Recently I picked up Elie Wiesel’s Somewhere a Master: Hasidic Portraits and Legends from my bookshelf, settled into my reading chair and opened its pages. Elie begins with the story of a young Hasid in great distress and confusion over life. He has tried to study the Hebrew texts and prayers, but they mean nothing to him. A renowned Hasid, Rabbi Pinchas of Koretz, tries to comfort him and tells him that he is not alone in this struggle. It is one that can sometimes be eased by finding a teacher who has experienced the same distress and confusion.
I’ve been thinking about this a lot lately. When I was younger I had interminable spells of similar internal distress. In my anxiety, it was hard to identify what I needed to learn and impossible to extract and absorb the wisdom I sought. I despaired that I never would. Even when I stumbled across wisdom, I often left it untouched, unable to hold on to it or truly grasp it.
But as I’ve gotten older, I’ve gotten better at learning, and at recognizing teachers. We never know who our teachers will be. Sometimes they are people you would expect to learn from, such as parents, grandparents, rabbis, schoolteachers and professors. Sometimes they are not. As in many Jewish parables, the most humble person may be the one who speaks the truth. Greater understanding can come at any moment and from any direction.
Teachers don’t always know that they are our teachers, unless we have the presence of mind to tell them. Only in recent years have I begun to do so, but as Joni Mitchell has written and sung, “Sometimes you don’t know what you’ve got till it’s gone.” You then slowly realize how this person has been one of the teachers of your heart.
I have been blessed with a universe of teachers. Many are still alive—and I need to remember to thank them. But more and more are gone, including my mother, Ruth, who died five years ago this May. Every day I come to have more respect for her love, her spirit, her intuition, her creativity, her inspirational leadership and her reflex to help people of all kinds. On a bulletin board on a wall in my office I have pinned letters and notes from other teachers, among them Leonard Fein and Elie Wiesel, the cofounders of Moment. Most of the other letters are from people you may not know, but who continue to dwell in my heart. In the last months, I lost two more dear teachers, both of whom I became close to in their latter years—Robert Schattner and J. Zel Lurie. Bob, who died at the age of 91, invented a game-changing sore-throat spray and shepherded it to success. I tried to learn from his entrepreneurial example, but it was his modesty and kindness that left their mark. Zel, 103, was a pioneer in Jewish journalism covering the Arab revolt for The Palestine Post (now The Jerusalem Post) from 1934 to 1937. He passed along his sweeping perspective on Israel’s creation, as well as his search for the missing Cairo Codex, which he inspired me to locate and then write about in our January-February 2016 issue.

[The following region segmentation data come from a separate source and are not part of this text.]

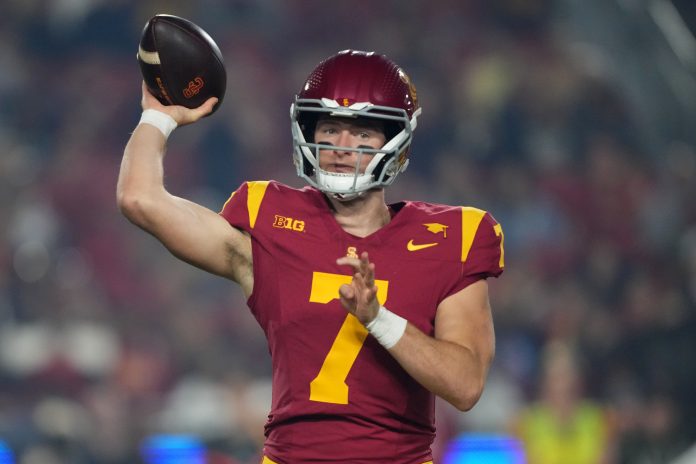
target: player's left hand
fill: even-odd
[[[354,272],[351,283],[338,289],[341,304],[364,325],[368,324],[379,311],[374,263],[364,251],[360,259],[343,256],[336,260],[336,264],[351,266]]]

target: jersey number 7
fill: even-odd
[[[327,304],[338,298],[338,289],[343,284],[350,284],[352,276],[314,272],[312,291],[309,301]],[[380,304],[387,301],[389,282],[375,280],[377,300]],[[348,404],[348,385],[346,378],[360,349],[367,338],[367,329],[352,314],[347,314],[341,329],[329,349],[319,374],[309,384],[310,401],[322,403]]]

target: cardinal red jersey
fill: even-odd
[[[423,202],[390,206],[367,237],[346,233],[324,195],[246,182],[221,215],[251,235],[248,305],[273,364],[264,454],[276,463],[421,464],[432,459],[434,397],[338,300],[351,281],[341,256],[367,251],[378,299],[433,335],[438,305],[503,270],[503,235],[490,214]]]

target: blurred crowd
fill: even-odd
[[[694,140],[651,133],[557,3],[3,2],[0,442],[17,463],[139,462],[162,433],[258,462],[270,361],[243,295],[115,204],[155,13],[225,56],[222,107],[166,159],[169,190],[214,210],[247,179],[302,185],[288,111],[319,60],[377,50],[411,75],[423,115],[388,199],[473,205],[505,231],[488,387],[469,413],[438,405],[438,456],[474,431],[519,438],[530,464],[668,463],[696,442]]]

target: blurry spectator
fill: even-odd
[[[562,342],[543,353],[540,394],[514,424],[529,464],[602,464],[610,461],[607,411],[584,395],[578,360]]]

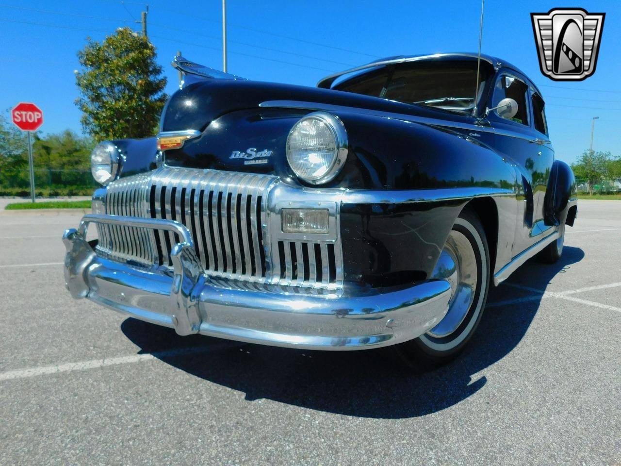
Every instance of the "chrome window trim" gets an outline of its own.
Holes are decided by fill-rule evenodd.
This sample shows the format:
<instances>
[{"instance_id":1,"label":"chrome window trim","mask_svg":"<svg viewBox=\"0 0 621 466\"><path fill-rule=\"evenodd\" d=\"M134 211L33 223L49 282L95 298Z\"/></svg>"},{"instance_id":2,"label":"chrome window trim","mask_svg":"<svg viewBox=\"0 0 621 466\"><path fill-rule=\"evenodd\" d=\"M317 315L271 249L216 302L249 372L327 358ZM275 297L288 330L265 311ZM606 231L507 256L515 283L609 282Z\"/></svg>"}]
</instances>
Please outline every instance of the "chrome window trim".
<instances>
[{"instance_id":1,"label":"chrome window trim","mask_svg":"<svg viewBox=\"0 0 621 466\"><path fill-rule=\"evenodd\" d=\"M410 63L412 62L420 62L427 60L433 60L433 58L440 58L446 57L466 57L471 58L478 58L479 56L475 53L435 53L433 55L419 55L418 57L402 57L399 58L391 58L389 60L381 60L378 62L374 62L373 63L368 63L366 65L363 65L360 66L356 66L355 68L350 68L349 70L346 70L343 71L339 71L338 73L335 73L333 75L327 76L325 78L322 78L317 83L317 86L318 88L329 88L332 86L334 81L337 80L337 78L342 76L345 75L349 75L351 73L356 73L356 71L362 71L363 70L367 70L371 68L376 68L376 66L381 66L387 65L398 65L400 63ZM481 57L481 59L484 62L487 62L495 68L497 66L500 66L501 64L498 63L494 63L489 58Z\"/></svg>"},{"instance_id":2,"label":"chrome window trim","mask_svg":"<svg viewBox=\"0 0 621 466\"><path fill-rule=\"evenodd\" d=\"M318 178L310 180L306 178L304 176L298 175L297 171L294 168L291 163L291 161L289 157L289 151L286 150L286 157L287 162L289 163L289 166L291 167L291 170L296 174L297 178L303 180L306 183L309 183L311 185L323 185L325 183L327 183L334 179L335 176L338 175L341 170L345 166L345 162L347 160L347 153L349 152L349 142L347 140L347 132L345 130L345 125L343 124L343 122L341 121L340 119L335 115L332 115L330 113L327 112L312 112L307 115L305 115L293 125L291 129L289 132L289 135L287 136L287 142L286 145L286 148L289 147L289 138L291 135L291 133L293 132L293 129L301 122L304 120L309 119L315 119L320 121L322 121L325 123L329 128L330 128L332 135L334 136L335 142L337 146L337 153L332 159L332 164L328 171L325 173L320 176Z\"/></svg>"},{"instance_id":3,"label":"chrome window trim","mask_svg":"<svg viewBox=\"0 0 621 466\"><path fill-rule=\"evenodd\" d=\"M532 129L532 127L533 127L533 117L532 117L532 116L532 116L532 112L531 112L530 100L530 85L528 83L527 83L524 80L522 79L519 76L515 76L515 75L512 74L512 73L510 73L509 71L501 71L501 73L499 73L497 75L496 75L496 80L494 81L494 86L492 88L492 106L493 107L493 106L495 106L495 104L494 103L494 100L493 99L494 99L494 90L496 88L496 84L498 83L498 81L502 79L503 76L509 76L509 78L512 78L513 79L517 80L517 81L519 81L520 83L522 83L523 85L524 85L526 86L526 93L525 93L525 94L527 96L527 97L526 97L525 98L527 100L527 102L526 102L526 111L527 111L527 117L528 119L528 124L524 124L524 123L518 123L517 121L514 121L513 120L510 120L510 119L507 119L507 118L503 118L502 117L501 117L500 115L498 114L498 109L496 109L494 111L494 114L497 117L498 117L499 118L500 118L501 119L501 121L502 121L503 122L505 122L505 121L510 121L511 122L515 123L515 124L522 125L522 126L523 126L523 127L524 127L525 128L531 128L531 129ZM506 135L505 134L505 135ZM532 138L530 138L529 137L529 138L526 138L526 139L532 139Z\"/></svg>"},{"instance_id":4,"label":"chrome window trim","mask_svg":"<svg viewBox=\"0 0 621 466\"><path fill-rule=\"evenodd\" d=\"M517 256L514 257L511 259L511 262L503 267L502 268L494 274L494 285L497 286L499 285L502 283L507 280L509 277L509 275L513 273L518 267L538 252L542 250L546 246L551 243L553 241L556 241L560 236L560 234L557 230L554 232L554 233L548 235L548 236L545 238L540 239L539 241L535 243L535 244L532 245L527 249L525 249Z\"/></svg>"},{"instance_id":5,"label":"chrome window trim","mask_svg":"<svg viewBox=\"0 0 621 466\"><path fill-rule=\"evenodd\" d=\"M351 112L363 115L372 115L374 116L383 117L384 118L393 118L403 120L410 122L423 123L424 124L432 126L443 126L453 128L459 128L460 129L467 129L470 131L491 131L494 132L494 129L491 127L485 127L478 124L469 124L467 123L459 123L456 121L449 120L441 120L438 118L428 118L426 117L415 116L408 115L404 113L397 113L396 112L386 112L383 110L371 110L364 108L352 108L344 105L334 105L333 104L321 104L316 102L305 102L302 101L295 100L270 100L261 102L259 104L259 107L261 108L291 108L301 109L306 110L314 110L317 111L324 111L327 112ZM474 117L473 117L474 119ZM480 122L480 120L476 120Z\"/></svg>"},{"instance_id":6,"label":"chrome window trim","mask_svg":"<svg viewBox=\"0 0 621 466\"><path fill-rule=\"evenodd\" d=\"M515 196L515 191L501 188L442 188L432 190L378 191L348 190L343 193L343 204L407 204L467 200L484 196Z\"/></svg>"}]
</instances>

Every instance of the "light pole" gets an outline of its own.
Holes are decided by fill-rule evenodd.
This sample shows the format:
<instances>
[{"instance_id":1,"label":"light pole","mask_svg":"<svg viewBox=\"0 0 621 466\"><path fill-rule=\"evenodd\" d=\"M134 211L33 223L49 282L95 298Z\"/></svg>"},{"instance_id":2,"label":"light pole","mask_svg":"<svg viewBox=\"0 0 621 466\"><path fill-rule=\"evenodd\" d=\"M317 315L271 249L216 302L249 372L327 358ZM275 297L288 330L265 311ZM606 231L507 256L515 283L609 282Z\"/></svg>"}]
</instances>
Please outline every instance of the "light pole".
<instances>
[{"instance_id":1,"label":"light pole","mask_svg":"<svg viewBox=\"0 0 621 466\"><path fill-rule=\"evenodd\" d=\"M227 0L222 0L222 71L227 72Z\"/></svg>"},{"instance_id":2,"label":"light pole","mask_svg":"<svg viewBox=\"0 0 621 466\"><path fill-rule=\"evenodd\" d=\"M591 121L591 147L589 148L589 153L591 155L593 153L593 130L595 129L595 121L599 117L593 117L593 119Z\"/></svg>"}]
</instances>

I am always shocked when someone dies. Even if they were frail and ill, I still find it hard to imagine that this thing we call life will vanish with their last breath. First, there is that unbearable sense of loss that we all have to make somehow bearable. Then, in the next days and months, even years, come the waves of sadness and memory, alternating with those of new understanding.
You never know when the waves of understanding will hit you. Perhaps when you pick up a book and settle into a reading chair, or reread a letter pinned to a bulletin board, or replay a conversation in your head you will discover something a teacher was trying to tell you but you were not ready to appreciate. Occasionally a wave breaks during a conversation. For some it may occur during prayer or ritual. More often for me, it’s when I am alone. When I am walking. Or when I wake up at night and there is space to think. Or when I am swimming. The waves can only wash ashore when there is time and space for them to break, and a sturdy shore to break upon.
The always-breaking waves make me, I hope, a fuller and better person, and a wiser steward of Moment. This is easier said than done. Editing and writing are a struggle. In a recent lecture at Connecticut College on Elie’s legacy, I spoke about how hard it is to find thoughtful clarity in a world in which evil sometimes seems a matter of opinion. For clarity to form, we must recognize why we think the way we do. Which wisdom, from which teachers (in person or in book or lyric form), shaped us and how? What are our biases and why? We need this kind of honest accounting to break free of habitual responses and move toward mature critical thinking—and greater understanding.
The wider our circle of teachers, the better. Which brings me back to Moment. We don’t expect you to agree with everything we publish; we don’t ourselves. For those of you who send us exasperated letters (see “The Conversation” on page six), please remember that in every issue there will be at least one opinion, perhaps more, expressed in a column or symposium with which you will vehemently disagree! Moment’s contributors are a purposefully diverse group with a wide range of perspectives that we constantly strive to express in ways that are accessible to as many people as possible.
Read as a whole, Moment will make you think. We do our work in the hope that some sentence, some new wave of understanding, will break upon your shore.